約1年の闘病生活を経て、復帰したのが2016年。このときは山田洋次監督の「母と暮せば」、アレハンドロ・ゴンサレス・イニャリトゥ監督の「レヴェナント: 蘇えりし者」の2作品のサウンドトラックを制作し、ギリギリの状態になったと話していたのが印象に残っている。特に後者の制作は体力の限界を感じ、盟友のアルヴァ・ノトの力を借りてなんとか完成させ「初めて自分に負けた」としていた。

それから3年、6作品のサウンドトラックを公開し、世界中を駆け巡っていた2019年。コンサート数こそ少なかったものの、仕事量を見ると68歳とは思えない。

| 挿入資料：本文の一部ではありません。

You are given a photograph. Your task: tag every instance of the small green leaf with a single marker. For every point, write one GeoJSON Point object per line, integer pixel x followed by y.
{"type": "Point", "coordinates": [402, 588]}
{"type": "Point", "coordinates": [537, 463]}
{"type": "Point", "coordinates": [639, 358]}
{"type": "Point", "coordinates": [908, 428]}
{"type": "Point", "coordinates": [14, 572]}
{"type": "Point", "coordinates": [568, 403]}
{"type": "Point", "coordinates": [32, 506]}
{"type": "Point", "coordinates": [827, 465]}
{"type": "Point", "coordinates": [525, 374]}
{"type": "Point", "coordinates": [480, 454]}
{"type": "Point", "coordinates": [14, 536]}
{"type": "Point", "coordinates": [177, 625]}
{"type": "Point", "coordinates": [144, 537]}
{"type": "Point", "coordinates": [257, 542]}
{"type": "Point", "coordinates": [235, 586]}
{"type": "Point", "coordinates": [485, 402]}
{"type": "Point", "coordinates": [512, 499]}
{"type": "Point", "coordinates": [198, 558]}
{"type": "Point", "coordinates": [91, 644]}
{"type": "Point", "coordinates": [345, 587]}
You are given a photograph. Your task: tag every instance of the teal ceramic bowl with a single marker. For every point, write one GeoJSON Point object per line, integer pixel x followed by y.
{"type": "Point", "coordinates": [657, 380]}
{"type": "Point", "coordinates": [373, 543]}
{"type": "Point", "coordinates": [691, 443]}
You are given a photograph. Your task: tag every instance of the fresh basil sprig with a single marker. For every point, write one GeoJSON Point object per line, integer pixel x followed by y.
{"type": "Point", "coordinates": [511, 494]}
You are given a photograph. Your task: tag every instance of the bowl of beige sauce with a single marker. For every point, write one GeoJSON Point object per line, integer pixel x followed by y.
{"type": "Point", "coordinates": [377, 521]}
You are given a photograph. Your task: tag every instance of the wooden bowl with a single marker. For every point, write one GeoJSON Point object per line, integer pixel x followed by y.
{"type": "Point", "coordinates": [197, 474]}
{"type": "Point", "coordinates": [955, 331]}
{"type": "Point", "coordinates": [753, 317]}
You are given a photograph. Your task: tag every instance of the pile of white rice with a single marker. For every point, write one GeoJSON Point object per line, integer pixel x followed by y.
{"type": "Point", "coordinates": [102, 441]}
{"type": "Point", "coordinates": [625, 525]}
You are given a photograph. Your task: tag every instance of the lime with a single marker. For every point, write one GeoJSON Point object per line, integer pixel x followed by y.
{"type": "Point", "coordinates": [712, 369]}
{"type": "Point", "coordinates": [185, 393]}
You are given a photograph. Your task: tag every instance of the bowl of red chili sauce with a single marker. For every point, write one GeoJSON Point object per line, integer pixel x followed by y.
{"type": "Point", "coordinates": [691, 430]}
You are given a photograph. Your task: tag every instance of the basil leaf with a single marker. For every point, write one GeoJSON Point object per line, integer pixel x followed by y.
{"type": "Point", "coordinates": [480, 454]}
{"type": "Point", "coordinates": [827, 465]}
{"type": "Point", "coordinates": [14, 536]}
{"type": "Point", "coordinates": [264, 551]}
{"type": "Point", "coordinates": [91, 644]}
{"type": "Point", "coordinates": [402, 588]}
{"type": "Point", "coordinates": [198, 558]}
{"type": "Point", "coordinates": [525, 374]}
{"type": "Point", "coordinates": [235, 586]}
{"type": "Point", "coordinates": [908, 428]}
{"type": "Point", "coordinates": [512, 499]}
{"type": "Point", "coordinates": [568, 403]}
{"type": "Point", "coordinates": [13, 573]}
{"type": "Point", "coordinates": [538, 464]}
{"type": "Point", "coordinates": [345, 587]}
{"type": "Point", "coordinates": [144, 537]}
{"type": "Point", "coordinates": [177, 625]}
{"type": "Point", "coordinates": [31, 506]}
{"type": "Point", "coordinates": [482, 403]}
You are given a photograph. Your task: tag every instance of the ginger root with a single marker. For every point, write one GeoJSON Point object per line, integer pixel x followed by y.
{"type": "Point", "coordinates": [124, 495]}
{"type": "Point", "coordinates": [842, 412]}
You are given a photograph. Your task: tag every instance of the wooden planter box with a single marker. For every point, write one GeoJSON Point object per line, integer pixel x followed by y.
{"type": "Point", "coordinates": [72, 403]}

そんな1年の活動は、GQの連載「教授動静」に綴られる。仕事で世界中を旅しながら、各国にいる友人と楽しい時間を過ごしたり、制作合宿をしてみたりと充実した時間だったと伺えるが、仕事人としての壁にぶち当たる様も綴られている。

ボツをくらった楽曲

半野喜弘監督の「パラダイス・ネクスト」のテーマ曲は、一度「ボツ」をくらい、2度めの提出でGOサインが出たそうだ。

「編集が終わった映画の映像を観ながら、このシーンにこんな音楽があるといいんじゃないかと作って出したのが、わりといまのぼくの音楽っぽい作品。ミニマルで、メロディよりもサウンドを重視したもの。ところが、それを提出したら『もっとトラディショナルな映画音楽が欲しい』というボツをくらいまして、ちょっとムッとしつつ(笑)、書き直しました。むかしの『ラストエンペラー』のような映画音楽らしい映画音楽は、書こうと思えばそれらしいものは書けますが、いまはそういう気がない。こういう機会がなければ書かなかったかもしれない。ムッとしたことで書けた曲とも言える。監督のそういう作戦だったのかな(笑)」──教授動静 第14回:坂本龍一、台湾の少数民族に出会う

当たり前だけれど、映画音楽とはクライアントワークだ。クライアントがOKを出してくれなければ、成立しない。それは坂本さんでも同じで、以前「映画音楽は音楽として不自由」と苦笑していた。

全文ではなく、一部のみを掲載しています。